Today’s economy is rigged against working families and in favor of the wealthy and the powerful. That’s not by accident. CEOs and the politicians who do their bidding have written the rules that way, advancing their own interests at the expense of everyone else.
Now, they’re trying to get the rigged system affirmed by the United States Supreme Court. In a few months, the justices will hear a case called Janus v. AFSCME Council 31, which would make the so-called “right-to-work” the law of the land in the public sector, threatening the freedom of working people to join together in strong unions.
The powerful backers in this case have made no secret about their true agenda. They have publicly said that they want to “defund and defang” unions like the one I lead. They know that unions level the economic playing field. They know that unions give working people the power in numbers to improve their lives and communities, to negotiate a fair return on their work while keeping the greed of corporate special interests in check.
Union membership is especially important for communities of color, historically providing a ladder to the middle class, helping them earn their fair share of the wealth and the value they generate. More than half of African-Americans make less than $15 per hour. But belonging to a union is likely to lead to a substantial pay raise and superior benefits. African-American union members earn 14.7 percent more than their non-union peers. The union advantage for Latinos is even greater: 21.8 percent.
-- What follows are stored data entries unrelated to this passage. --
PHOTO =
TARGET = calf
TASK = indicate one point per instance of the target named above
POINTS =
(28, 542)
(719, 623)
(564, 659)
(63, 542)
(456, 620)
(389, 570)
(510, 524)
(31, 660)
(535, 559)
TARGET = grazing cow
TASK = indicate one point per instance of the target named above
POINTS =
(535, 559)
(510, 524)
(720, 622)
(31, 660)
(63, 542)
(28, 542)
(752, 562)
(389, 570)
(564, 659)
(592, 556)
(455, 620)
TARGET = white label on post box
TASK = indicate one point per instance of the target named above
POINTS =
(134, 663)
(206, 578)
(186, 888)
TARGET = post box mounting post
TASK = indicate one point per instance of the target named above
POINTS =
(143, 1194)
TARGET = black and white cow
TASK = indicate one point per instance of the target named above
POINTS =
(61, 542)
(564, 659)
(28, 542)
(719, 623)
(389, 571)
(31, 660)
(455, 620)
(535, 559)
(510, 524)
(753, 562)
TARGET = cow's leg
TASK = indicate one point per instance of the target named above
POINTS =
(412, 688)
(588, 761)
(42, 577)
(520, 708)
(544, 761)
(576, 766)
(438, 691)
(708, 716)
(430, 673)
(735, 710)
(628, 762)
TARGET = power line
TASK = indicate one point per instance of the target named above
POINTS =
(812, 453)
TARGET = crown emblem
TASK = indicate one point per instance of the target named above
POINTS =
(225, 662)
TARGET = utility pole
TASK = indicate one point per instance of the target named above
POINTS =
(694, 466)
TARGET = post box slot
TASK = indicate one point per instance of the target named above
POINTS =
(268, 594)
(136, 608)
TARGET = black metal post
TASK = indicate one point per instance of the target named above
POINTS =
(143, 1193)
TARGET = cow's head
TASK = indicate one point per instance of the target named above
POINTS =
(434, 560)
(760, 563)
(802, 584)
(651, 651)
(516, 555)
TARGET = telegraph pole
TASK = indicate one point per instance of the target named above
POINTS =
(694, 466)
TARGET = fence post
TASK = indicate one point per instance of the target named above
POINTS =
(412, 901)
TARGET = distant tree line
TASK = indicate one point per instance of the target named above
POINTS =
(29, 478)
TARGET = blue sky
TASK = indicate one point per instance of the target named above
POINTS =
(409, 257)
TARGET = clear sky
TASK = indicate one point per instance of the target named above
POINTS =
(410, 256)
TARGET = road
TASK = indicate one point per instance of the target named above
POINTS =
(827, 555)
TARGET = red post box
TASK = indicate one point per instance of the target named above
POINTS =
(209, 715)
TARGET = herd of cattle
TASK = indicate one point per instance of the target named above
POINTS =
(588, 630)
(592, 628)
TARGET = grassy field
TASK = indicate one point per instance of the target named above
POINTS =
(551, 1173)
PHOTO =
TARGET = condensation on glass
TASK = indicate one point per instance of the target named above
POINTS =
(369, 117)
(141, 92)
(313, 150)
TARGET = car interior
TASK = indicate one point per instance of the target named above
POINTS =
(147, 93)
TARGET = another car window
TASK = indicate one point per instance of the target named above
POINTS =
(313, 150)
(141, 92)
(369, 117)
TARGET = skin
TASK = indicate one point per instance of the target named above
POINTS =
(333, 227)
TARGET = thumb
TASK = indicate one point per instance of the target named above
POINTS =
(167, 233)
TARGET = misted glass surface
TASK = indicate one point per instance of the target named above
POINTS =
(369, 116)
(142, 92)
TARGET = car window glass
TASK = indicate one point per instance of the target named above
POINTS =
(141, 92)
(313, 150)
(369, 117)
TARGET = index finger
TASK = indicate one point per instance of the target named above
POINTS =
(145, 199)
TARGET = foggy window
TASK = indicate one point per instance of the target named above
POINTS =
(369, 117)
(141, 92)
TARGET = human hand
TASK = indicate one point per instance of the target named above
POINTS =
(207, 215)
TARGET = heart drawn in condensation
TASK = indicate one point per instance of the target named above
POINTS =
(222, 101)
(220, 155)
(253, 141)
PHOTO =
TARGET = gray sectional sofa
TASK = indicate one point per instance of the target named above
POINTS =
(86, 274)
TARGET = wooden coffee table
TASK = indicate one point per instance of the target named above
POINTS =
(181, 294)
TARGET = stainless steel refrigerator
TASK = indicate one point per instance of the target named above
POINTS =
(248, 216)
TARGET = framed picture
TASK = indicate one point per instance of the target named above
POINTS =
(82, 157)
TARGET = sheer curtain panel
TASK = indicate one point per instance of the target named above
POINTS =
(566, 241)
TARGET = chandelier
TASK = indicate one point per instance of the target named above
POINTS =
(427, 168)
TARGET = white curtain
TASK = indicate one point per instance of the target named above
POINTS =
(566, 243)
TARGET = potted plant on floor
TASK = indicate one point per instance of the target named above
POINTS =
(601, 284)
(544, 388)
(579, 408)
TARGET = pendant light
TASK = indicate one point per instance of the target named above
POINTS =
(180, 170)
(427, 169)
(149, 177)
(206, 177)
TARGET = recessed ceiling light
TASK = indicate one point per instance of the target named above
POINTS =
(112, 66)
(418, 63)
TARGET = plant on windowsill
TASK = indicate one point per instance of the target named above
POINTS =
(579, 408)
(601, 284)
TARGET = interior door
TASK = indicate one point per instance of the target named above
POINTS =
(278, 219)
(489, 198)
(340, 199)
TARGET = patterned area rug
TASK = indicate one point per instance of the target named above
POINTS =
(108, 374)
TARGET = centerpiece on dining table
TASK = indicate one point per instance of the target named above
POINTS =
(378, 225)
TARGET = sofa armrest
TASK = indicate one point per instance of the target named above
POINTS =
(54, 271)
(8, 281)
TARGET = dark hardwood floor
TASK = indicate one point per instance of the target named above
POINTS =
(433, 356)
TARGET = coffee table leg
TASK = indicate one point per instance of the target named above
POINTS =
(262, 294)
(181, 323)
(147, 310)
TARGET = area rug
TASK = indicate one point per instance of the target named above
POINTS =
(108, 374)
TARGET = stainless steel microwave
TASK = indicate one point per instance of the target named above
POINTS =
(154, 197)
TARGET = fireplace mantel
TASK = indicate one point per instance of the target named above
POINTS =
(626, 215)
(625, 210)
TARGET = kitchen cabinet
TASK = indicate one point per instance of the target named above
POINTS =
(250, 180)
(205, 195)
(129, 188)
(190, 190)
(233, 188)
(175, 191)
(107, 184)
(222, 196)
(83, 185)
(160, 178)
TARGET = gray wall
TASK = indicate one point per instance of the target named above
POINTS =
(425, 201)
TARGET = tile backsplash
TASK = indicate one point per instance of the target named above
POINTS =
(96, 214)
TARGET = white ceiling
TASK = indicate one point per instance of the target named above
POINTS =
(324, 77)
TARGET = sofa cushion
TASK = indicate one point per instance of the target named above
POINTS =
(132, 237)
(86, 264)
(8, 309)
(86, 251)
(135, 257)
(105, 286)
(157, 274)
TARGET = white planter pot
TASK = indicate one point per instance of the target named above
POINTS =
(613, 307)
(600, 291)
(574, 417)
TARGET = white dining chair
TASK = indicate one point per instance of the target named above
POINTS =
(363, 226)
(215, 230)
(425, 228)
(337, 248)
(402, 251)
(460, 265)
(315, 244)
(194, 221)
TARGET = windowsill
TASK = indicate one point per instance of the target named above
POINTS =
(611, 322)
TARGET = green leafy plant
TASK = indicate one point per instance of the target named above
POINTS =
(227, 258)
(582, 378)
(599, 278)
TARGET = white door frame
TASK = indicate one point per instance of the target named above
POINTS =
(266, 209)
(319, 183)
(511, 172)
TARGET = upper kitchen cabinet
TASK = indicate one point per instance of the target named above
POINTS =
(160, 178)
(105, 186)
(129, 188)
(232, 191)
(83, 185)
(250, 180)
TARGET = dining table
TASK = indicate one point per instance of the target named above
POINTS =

When unions thrive, everyone benefits. Wages, protections and labor standards for all working people rise. In New Jersey, my union has set up a training fund that provides young people a pathway to high-demand nursing careers. The result is not just good jobs, but a better health care system. In Minnesota, teachers’ unions speak up together to make sure their students get the resources they need to succeed.
Meanwhile, right to work isn’t just anti-union; it actually has its roots in the racial brutality of the Jim Crow South. The misleading term was coined by a Texas oil lobbyist named Vance Muse, an unapologetic white supremacist who thrived on pitting workers of different races against each other and feared that they would find solidarity with one another. “From now on,” Muse once said of unionization and workplace integration, “white women and white men will be forced into organization with black African apes whom they will have to call brother or lose their jobs.”
By contrast, Dr. Martin Luther King Jr., who made the connection between racial and economic justice central to his philosophy, saw through the “false slogan” of right-to-work. “Wherever these laws have passed,” he said, “wages are lower, job opportunities are fewer and there are no civil rights.” It was during a labor struggle—a strike by AFSCME sanitation workers in Memphis, Tenn.—that Dr. King was assassinated in April 1968. To mark the 50th anniversary, AFSCME has launched a grassroots education and mobilization campaign initiative called I AM 2018 to honor his courage and carry on the legacy of both Dr. King and the sanitation workers.
The Janus case and the pursuit of right-to-work is all about people with substantial money and power hoarding even more money and power for themselves. It is strong unions that create greater freedom and opportunity for everyone, helping working people of all races get a fair shake, a strong voice and a chance to achieve the American Dream.
Lee Saunders is president of the American Federation of State, County and Municipal Employees, a union of 1.6 million public service workers.